A partir de esta experiencia, decide combatir sus temores con algún medio de autodefensa. Casi por casualidad llama su atención un gimnasio donde un variopinto grupo de personajes practica karate. Dirigido por un maestro (Alessandro Nivola) de personalidad inalienable, pronto va a dejarse embaucar por unos mensajes simples pero efectivos.
En su desarrollo, ‘The Art of Self-Defense’ se prodiga en el uso de simbolismos: las mascotas con las que el protagonista empieza y acaba su andadura, la idolatría y veneración que se profesa a un antiguo maestro cuya foto preside el tatami, el papel más o menos puro de las armas de fuego, desembocando en la particular relación que Casey va a entablar con el sensei.

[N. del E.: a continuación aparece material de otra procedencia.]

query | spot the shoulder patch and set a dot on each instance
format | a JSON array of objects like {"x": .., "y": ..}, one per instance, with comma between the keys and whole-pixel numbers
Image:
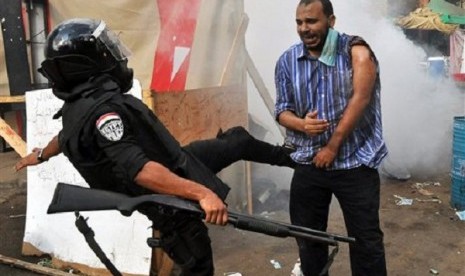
[{"x": 110, "y": 126}]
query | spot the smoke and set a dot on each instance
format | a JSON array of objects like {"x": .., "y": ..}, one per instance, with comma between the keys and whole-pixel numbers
[{"x": 418, "y": 110}]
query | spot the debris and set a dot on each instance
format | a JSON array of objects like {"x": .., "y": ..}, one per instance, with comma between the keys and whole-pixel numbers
[
  {"x": 461, "y": 215},
  {"x": 403, "y": 200},
  {"x": 296, "y": 271},
  {"x": 424, "y": 184},
  {"x": 436, "y": 200},
  {"x": 425, "y": 192},
  {"x": 32, "y": 267}
]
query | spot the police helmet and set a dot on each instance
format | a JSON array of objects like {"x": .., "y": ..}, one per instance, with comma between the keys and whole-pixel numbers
[{"x": 80, "y": 48}]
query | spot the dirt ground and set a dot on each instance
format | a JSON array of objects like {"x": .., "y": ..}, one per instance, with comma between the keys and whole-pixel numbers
[{"x": 421, "y": 239}]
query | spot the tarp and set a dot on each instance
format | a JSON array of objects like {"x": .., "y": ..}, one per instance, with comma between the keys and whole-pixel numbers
[
  {"x": 425, "y": 19},
  {"x": 449, "y": 13}
]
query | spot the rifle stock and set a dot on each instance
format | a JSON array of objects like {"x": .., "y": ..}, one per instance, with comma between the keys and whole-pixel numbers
[{"x": 72, "y": 198}]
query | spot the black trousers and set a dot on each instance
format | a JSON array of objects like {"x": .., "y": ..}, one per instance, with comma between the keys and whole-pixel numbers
[
  {"x": 186, "y": 239},
  {"x": 358, "y": 193}
]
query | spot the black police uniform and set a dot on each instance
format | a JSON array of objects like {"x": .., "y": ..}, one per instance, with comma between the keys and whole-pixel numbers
[{"x": 109, "y": 136}]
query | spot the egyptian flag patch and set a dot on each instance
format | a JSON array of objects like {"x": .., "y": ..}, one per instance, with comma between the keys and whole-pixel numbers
[{"x": 110, "y": 126}]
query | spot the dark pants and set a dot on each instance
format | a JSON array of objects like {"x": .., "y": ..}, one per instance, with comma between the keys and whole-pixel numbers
[
  {"x": 358, "y": 193},
  {"x": 186, "y": 240}
]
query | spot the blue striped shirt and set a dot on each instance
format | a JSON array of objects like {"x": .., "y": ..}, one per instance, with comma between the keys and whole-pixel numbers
[{"x": 304, "y": 84}]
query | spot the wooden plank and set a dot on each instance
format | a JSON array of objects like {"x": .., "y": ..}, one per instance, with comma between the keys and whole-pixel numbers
[
  {"x": 12, "y": 99},
  {"x": 200, "y": 113},
  {"x": 32, "y": 267},
  {"x": 12, "y": 138}
]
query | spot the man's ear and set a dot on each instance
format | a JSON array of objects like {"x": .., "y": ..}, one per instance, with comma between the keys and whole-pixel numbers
[{"x": 332, "y": 20}]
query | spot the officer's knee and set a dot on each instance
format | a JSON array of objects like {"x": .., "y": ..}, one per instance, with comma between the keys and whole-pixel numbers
[{"x": 237, "y": 136}]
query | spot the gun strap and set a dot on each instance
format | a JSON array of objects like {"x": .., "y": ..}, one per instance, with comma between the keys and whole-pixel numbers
[
  {"x": 88, "y": 234},
  {"x": 330, "y": 260}
]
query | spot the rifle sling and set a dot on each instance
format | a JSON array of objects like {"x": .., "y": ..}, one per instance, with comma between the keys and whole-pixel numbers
[{"x": 88, "y": 234}]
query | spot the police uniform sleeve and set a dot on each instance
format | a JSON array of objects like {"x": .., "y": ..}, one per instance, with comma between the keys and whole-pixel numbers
[{"x": 117, "y": 139}]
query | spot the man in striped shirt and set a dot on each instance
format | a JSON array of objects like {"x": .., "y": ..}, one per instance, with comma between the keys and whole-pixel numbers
[{"x": 328, "y": 98}]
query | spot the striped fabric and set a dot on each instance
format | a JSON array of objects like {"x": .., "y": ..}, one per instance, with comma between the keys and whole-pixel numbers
[{"x": 304, "y": 84}]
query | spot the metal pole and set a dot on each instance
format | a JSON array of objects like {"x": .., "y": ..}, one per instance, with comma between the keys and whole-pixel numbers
[{"x": 38, "y": 35}]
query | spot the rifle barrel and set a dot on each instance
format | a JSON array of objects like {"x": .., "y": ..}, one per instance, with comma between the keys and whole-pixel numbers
[{"x": 299, "y": 229}]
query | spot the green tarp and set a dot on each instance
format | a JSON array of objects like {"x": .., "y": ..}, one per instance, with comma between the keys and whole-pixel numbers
[{"x": 449, "y": 13}]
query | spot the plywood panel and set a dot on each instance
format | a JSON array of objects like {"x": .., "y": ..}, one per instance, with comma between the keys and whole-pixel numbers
[{"x": 200, "y": 113}]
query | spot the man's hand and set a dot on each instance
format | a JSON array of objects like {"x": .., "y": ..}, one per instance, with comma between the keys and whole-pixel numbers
[
  {"x": 314, "y": 126},
  {"x": 324, "y": 158},
  {"x": 29, "y": 160},
  {"x": 215, "y": 209}
]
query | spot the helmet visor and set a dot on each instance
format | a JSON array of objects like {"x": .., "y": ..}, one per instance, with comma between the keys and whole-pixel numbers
[{"x": 114, "y": 45}]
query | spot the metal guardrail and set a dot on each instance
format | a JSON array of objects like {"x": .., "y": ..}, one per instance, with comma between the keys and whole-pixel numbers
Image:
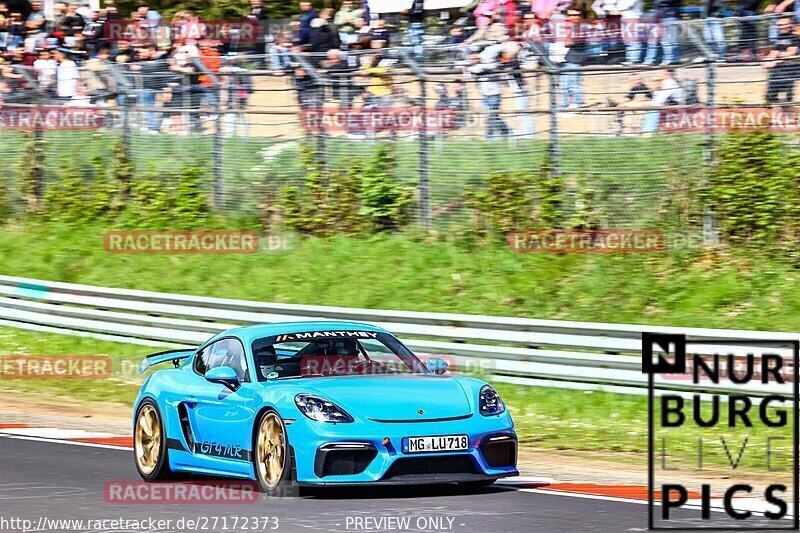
[{"x": 519, "y": 350}]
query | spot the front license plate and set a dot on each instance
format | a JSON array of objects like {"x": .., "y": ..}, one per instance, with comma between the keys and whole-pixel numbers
[{"x": 443, "y": 443}]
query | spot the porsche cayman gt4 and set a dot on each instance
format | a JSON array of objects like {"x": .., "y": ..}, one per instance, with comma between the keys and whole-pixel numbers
[{"x": 318, "y": 403}]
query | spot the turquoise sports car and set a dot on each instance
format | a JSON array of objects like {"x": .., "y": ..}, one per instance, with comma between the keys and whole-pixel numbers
[{"x": 318, "y": 403}]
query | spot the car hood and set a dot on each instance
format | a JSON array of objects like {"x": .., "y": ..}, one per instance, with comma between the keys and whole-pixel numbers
[{"x": 395, "y": 398}]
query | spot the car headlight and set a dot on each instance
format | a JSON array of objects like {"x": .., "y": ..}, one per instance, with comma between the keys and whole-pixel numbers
[
  {"x": 490, "y": 402},
  {"x": 320, "y": 409}
]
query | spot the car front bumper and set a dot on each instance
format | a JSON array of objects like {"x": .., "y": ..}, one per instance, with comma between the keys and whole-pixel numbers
[{"x": 369, "y": 452}]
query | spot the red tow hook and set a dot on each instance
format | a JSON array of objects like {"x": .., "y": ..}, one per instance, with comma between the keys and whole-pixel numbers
[{"x": 387, "y": 443}]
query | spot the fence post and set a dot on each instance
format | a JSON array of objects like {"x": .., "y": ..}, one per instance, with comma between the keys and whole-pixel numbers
[
  {"x": 218, "y": 157},
  {"x": 554, "y": 150},
  {"x": 711, "y": 80},
  {"x": 424, "y": 174},
  {"x": 424, "y": 178},
  {"x": 710, "y": 224},
  {"x": 38, "y": 164}
]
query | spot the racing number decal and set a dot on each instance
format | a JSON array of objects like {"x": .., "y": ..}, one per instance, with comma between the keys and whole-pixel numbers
[{"x": 219, "y": 450}]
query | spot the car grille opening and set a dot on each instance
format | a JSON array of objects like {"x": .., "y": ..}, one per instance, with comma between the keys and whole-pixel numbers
[
  {"x": 343, "y": 462},
  {"x": 448, "y": 464},
  {"x": 500, "y": 453}
]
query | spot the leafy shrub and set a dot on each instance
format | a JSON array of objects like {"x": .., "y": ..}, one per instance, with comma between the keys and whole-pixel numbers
[
  {"x": 384, "y": 202},
  {"x": 754, "y": 189},
  {"x": 31, "y": 170},
  {"x": 520, "y": 200},
  {"x": 168, "y": 201},
  {"x": 505, "y": 202},
  {"x": 348, "y": 201}
]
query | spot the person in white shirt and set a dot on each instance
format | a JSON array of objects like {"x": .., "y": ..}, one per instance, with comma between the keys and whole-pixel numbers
[
  {"x": 66, "y": 75},
  {"x": 627, "y": 14},
  {"x": 669, "y": 92},
  {"x": 45, "y": 68}
]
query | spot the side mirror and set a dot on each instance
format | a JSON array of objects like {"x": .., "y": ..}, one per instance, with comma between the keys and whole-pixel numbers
[
  {"x": 224, "y": 375},
  {"x": 437, "y": 366}
]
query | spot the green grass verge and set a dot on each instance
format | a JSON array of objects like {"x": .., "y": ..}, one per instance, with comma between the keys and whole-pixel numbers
[
  {"x": 628, "y": 175},
  {"x": 545, "y": 419},
  {"x": 731, "y": 289}
]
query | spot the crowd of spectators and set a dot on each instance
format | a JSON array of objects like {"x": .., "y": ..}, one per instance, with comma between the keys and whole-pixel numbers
[{"x": 76, "y": 56}]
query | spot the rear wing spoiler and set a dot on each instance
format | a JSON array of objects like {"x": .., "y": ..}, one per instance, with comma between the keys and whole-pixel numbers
[{"x": 176, "y": 356}]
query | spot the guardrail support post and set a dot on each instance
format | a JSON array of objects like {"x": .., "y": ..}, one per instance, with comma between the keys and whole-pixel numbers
[
  {"x": 424, "y": 185},
  {"x": 554, "y": 150},
  {"x": 218, "y": 158},
  {"x": 424, "y": 178}
]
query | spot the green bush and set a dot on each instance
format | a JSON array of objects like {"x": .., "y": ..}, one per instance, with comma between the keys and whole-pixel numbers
[
  {"x": 754, "y": 190},
  {"x": 31, "y": 170},
  {"x": 505, "y": 202},
  {"x": 384, "y": 202},
  {"x": 510, "y": 201},
  {"x": 348, "y": 201}
]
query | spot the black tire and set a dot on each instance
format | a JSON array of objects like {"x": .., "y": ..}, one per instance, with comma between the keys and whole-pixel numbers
[
  {"x": 285, "y": 483},
  {"x": 161, "y": 471}
]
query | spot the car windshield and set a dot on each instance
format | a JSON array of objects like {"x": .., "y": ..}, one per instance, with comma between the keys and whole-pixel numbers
[{"x": 332, "y": 353}]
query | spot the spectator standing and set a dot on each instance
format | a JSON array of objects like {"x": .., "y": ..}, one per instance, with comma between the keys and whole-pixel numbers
[
  {"x": 484, "y": 70},
  {"x": 73, "y": 21},
  {"x": 16, "y": 31},
  {"x": 787, "y": 6},
  {"x": 96, "y": 76},
  {"x": 211, "y": 60},
  {"x": 782, "y": 62},
  {"x": 380, "y": 33},
  {"x": 575, "y": 47},
  {"x": 669, "y": 93},
  {"x": 324, "y": 36},
  {"x": 610, "y": 13},
  {"x": 639, "y": 94},
  {"x": 667, "y": 12},
  {"x": 259, "y": 14},
  {"x": 240, "y": 87},
  {"x": 66, "y": 75},
  {"x": 714, "y": 29},
  {"x": 630, "y": 12},
  {"x": 36, "y": 23},
  {"x": 517, "y": 84},
  {"x": 748, "y": 34},
  {"x": 416, "y": 27},
  {"x": 45, "y": 69},
  {"x": 305, "y": 31},
  {"x": 345, "y": 22},
  {"x": 363, "y": 35},
  {"x": 339, "y": 72},
  {"x": 379, "y": 82}
]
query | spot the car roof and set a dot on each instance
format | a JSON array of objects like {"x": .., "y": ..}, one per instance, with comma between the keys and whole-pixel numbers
[{"x": 257, "y": 331}]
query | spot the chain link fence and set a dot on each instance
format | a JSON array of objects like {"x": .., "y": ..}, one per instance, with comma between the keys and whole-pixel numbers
[{"x": 604, "y": 129}]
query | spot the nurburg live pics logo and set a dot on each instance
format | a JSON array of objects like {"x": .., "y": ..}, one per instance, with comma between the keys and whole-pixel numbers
[{"x": 755, "y": 387}]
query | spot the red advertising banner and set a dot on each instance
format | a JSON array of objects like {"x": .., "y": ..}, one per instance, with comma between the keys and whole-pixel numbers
[
  {"x": 729, "y": 119},
  {"x": 50, "y": 118}
]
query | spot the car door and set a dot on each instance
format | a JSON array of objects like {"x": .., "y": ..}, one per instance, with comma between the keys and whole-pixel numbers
[{"x": 220, "y": 418}]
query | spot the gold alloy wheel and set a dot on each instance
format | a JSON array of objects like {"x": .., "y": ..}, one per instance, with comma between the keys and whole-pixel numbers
[
  {"x": 271, "y": 451},
  {"x": 147, "y": 439}
]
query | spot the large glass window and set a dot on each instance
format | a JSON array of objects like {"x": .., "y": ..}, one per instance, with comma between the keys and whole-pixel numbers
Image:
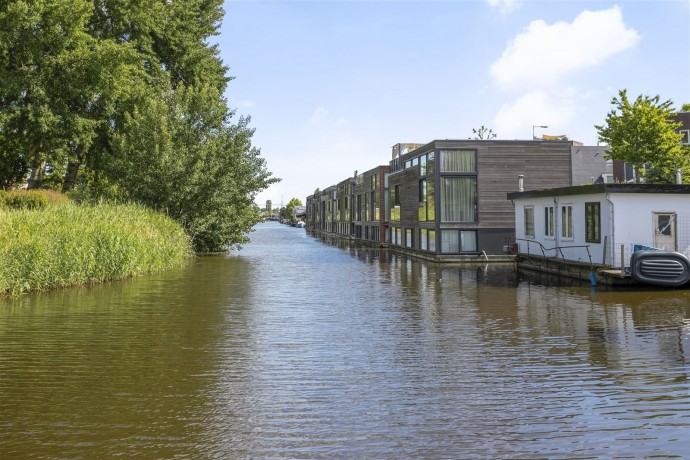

El poder de atracción de la masa
Los diálogos dejan paso a una soterrada crítica de la violencia. Y los subtextos en como determinados sujetos son fácilmente maleables por la presión que llega a ejercer la masa, el grupo, convertido en poderoso elemento identitario para mentes frágiles.
El guión se abona a la extravagancia como recurso no sólo estilístico, sino narrativo. Es lo que se espera de una propuesta con sus mimbres, que Riley Stearns liquida con una puesta en escena de sobria mordacidad.